A noter que contrairement à ce que j’ai pu lire chez japarthur (au 13.10.06) qui reprend un commentaire chez Bruno de Beauregard, le document cité ne constitue pas l’ensemble du rapport, mais seulement les observations de la mission. Le Parisien évoque dans son article sur le sujet “un dossier de 400 pages“. MAJ 17/10 BdB conteste ce point ici.
Dans la presse :
La fondation Elahi n’est pas considérée comme une secte, Le Parisien
La fondation Ostad Elâhi accusée de dérives sectaires, Le Monde
Le maire d’Asnières voyait des sectes partout. Le sarkozyste Manuel Aeschlimann a harcelé la fondation Elahi. A tort. Libération
Commentaires :
Puisqu’on va inévitablement me demander ce que je pense des observations de la Miviludes dans les commentaires, je prends les devants en reprenant ce que j’écrivais au tout début de l’affaire chez Philippe Nieuwbourg :
la France a choisi de faire exception à la liberté d’association lorsqu’il s’agit de sectes. on se fait régulièrement écharper par le département d’Etat américain sur le sujet, qui considère que nous ne respectons pas les libertés fondamentales.

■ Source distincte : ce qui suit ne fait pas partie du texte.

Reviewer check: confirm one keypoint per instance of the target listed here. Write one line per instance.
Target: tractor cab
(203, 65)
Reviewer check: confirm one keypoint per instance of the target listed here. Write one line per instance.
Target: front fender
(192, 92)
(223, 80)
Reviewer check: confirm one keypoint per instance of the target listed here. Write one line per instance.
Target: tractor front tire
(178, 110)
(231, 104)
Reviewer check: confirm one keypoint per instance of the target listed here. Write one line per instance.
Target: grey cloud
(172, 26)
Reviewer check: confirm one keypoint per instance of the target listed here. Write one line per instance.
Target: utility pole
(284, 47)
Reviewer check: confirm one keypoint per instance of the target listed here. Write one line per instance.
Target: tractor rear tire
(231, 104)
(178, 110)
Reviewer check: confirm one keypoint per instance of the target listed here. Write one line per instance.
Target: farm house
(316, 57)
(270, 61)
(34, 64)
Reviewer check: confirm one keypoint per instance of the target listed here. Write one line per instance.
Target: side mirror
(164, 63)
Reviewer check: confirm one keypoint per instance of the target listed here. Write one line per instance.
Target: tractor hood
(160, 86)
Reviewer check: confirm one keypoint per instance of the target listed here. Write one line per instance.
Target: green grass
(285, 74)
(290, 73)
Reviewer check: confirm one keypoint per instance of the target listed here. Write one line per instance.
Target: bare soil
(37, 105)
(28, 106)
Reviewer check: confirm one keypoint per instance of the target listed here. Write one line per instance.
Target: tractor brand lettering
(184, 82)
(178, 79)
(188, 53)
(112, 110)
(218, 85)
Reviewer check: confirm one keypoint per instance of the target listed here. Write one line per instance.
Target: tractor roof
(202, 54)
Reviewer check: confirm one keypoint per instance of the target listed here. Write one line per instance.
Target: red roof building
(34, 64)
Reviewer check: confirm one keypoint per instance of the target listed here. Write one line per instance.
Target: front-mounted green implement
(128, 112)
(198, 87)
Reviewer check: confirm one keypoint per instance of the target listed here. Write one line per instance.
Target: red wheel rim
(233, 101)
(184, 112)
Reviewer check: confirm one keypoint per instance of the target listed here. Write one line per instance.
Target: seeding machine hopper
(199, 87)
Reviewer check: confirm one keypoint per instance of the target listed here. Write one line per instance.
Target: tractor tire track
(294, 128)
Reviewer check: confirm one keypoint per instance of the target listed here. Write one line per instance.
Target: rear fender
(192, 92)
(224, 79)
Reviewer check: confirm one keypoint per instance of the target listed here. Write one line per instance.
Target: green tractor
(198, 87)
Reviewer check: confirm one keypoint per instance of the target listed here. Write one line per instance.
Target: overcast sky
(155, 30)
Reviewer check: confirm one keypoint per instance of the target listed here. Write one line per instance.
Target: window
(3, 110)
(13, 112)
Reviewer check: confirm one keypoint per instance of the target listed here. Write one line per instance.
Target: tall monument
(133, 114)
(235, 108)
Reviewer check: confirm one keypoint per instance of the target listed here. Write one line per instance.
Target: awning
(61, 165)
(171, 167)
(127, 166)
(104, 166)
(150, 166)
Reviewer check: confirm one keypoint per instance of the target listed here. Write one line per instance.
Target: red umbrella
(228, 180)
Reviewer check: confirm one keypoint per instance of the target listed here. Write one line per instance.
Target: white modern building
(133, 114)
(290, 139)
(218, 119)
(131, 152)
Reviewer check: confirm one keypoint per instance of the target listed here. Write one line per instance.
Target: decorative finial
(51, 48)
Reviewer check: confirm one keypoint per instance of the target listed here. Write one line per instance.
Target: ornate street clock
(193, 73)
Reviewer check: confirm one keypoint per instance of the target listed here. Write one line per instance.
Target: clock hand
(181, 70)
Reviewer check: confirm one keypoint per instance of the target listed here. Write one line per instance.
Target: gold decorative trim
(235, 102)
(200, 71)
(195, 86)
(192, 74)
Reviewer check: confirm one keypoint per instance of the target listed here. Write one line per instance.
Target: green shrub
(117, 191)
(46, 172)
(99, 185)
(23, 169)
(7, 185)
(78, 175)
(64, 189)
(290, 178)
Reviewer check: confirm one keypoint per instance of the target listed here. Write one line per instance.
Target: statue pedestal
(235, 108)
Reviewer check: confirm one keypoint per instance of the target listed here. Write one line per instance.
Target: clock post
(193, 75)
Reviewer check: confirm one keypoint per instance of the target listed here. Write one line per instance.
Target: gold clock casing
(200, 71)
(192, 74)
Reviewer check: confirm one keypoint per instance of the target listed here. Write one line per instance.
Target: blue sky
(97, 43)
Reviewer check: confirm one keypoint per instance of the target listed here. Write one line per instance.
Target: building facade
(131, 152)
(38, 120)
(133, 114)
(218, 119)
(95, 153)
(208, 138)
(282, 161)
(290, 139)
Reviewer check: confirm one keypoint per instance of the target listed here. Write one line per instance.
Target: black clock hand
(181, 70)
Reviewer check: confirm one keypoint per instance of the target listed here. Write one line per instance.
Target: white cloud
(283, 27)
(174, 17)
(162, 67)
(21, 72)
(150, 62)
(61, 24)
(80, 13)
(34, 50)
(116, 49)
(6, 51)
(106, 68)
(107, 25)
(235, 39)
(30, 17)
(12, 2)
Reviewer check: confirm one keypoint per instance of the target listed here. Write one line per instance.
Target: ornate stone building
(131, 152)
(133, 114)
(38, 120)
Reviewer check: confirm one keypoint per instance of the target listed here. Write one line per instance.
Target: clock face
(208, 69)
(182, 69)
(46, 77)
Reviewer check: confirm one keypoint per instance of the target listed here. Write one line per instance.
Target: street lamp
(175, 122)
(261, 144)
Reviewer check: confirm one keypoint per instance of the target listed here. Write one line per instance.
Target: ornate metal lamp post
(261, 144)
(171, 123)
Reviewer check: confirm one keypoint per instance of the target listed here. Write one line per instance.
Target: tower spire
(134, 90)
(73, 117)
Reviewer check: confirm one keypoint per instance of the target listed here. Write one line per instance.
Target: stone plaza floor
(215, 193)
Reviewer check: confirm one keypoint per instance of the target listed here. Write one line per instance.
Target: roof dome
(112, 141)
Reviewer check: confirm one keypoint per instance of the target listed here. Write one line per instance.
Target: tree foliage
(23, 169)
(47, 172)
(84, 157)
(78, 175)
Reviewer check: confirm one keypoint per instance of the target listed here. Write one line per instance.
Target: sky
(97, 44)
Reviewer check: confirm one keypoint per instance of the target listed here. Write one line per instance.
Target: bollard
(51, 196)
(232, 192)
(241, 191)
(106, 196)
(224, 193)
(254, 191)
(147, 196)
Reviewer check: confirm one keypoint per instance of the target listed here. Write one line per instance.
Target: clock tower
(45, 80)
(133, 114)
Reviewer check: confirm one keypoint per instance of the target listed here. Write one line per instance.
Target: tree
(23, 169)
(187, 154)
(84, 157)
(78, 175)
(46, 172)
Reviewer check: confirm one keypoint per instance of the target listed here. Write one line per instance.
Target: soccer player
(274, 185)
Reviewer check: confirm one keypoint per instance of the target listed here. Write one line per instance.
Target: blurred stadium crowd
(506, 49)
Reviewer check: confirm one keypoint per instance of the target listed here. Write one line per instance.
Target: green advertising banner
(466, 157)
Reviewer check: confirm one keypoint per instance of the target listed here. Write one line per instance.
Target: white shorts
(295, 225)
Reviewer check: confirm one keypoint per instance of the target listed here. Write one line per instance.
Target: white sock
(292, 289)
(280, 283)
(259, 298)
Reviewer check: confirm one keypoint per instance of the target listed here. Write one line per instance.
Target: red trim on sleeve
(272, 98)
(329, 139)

définir ce qu’est une secte n’est pas chose aisée. pour des athées intégristes, la religion catholique est une secte. et le problème des exceptions aux libertés fondamentales est qu’elle peuvent servir à mauvais escient. par principe je suis contre toutes ces limitations et exceptions, mais nous sommes en France où le citoyen est jugé trop immature dans quantités de domaine.

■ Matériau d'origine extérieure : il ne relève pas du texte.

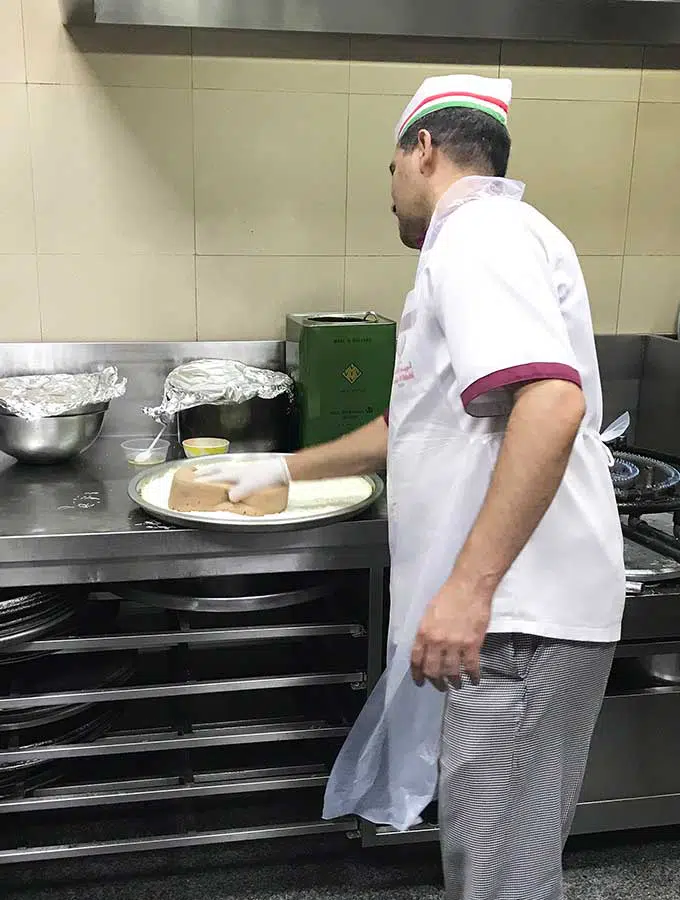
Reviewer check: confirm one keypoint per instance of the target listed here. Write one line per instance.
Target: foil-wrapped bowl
(34, 397)
(216, 381)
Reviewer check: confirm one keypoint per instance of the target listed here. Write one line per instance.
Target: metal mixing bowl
(53, 439)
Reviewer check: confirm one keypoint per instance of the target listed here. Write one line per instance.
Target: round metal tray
(243, 524)
(232, 594)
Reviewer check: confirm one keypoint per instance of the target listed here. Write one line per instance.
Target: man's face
(409, 197)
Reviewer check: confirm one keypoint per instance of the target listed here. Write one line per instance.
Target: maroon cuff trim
(517, 375)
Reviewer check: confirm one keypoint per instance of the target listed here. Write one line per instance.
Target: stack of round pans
(231, 593)
(89, 618)
(28, 774)
(43, 726)
(27, 616)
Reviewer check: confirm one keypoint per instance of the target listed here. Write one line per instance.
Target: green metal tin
(342, 366)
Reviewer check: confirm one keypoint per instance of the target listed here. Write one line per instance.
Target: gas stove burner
(655, 478)
(623, 473)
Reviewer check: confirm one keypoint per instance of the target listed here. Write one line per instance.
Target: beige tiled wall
(173, 185)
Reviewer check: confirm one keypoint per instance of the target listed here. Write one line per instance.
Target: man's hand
(450, 636)
(246, 478)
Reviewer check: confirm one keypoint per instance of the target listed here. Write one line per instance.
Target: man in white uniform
(508, 581)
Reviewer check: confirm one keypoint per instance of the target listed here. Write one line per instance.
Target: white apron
(387, 770)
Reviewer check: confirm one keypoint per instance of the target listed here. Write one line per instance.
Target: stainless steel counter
(75, 524)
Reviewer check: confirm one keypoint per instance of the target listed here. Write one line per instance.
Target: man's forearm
(359, 453)
(530, 467)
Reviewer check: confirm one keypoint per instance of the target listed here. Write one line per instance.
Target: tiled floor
(630, 868)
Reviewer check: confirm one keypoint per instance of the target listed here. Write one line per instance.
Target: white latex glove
(247, 478)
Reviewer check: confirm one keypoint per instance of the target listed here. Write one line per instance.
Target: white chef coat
(499, 301)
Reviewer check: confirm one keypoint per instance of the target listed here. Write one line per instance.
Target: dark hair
(472, 139)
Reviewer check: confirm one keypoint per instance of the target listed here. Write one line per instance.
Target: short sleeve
(494, 299)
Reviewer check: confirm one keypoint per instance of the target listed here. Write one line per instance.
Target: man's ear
(426, 151)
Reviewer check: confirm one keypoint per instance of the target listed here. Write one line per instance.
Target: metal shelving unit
(222, 714)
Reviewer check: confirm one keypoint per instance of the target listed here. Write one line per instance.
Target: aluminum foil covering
(215, 381)
(40, 396)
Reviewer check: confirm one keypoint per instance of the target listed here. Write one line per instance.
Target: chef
(507, 580)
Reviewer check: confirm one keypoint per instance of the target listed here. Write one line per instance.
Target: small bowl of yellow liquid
(194, 447)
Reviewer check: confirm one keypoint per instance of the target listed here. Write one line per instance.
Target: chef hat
(489, 95)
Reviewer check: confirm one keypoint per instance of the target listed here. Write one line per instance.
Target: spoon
(145, 455)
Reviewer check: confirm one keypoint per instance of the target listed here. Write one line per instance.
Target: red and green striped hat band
(493, 106)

il est impossible d’être totalement convaincu par la position des anti-aeschlimann sans faire une enquête détaillée qui n’est pas à la portée d’un amateur qui blogue en fin de soirée. rien ne permet d’être certain que le député n’est pas convaincu qu’il a à faire à une secte, auquel cas il devient difficile de lui faire des reproches, même si tous les faits rapportés sont vrais, en tout cas dans le cadre de la Ve République qui ne se caractérise pas par une séparation des pouvoirs ultra-nette.
faire ce procès sur la place publique ne conduira à rien de bon, et se retournera probablement contre les anti-aeschlimann car la complexité de cette affaire joue contre eux. je me doute bien que lorsque l’on est au coeur de cette affaire depuis des années, ce soit très insatisfaisant, mais attendre plus de la blogosphère qu’inciter le député à se rendre dans l’arène judiciaire est non seulement illusoire mais dangereux.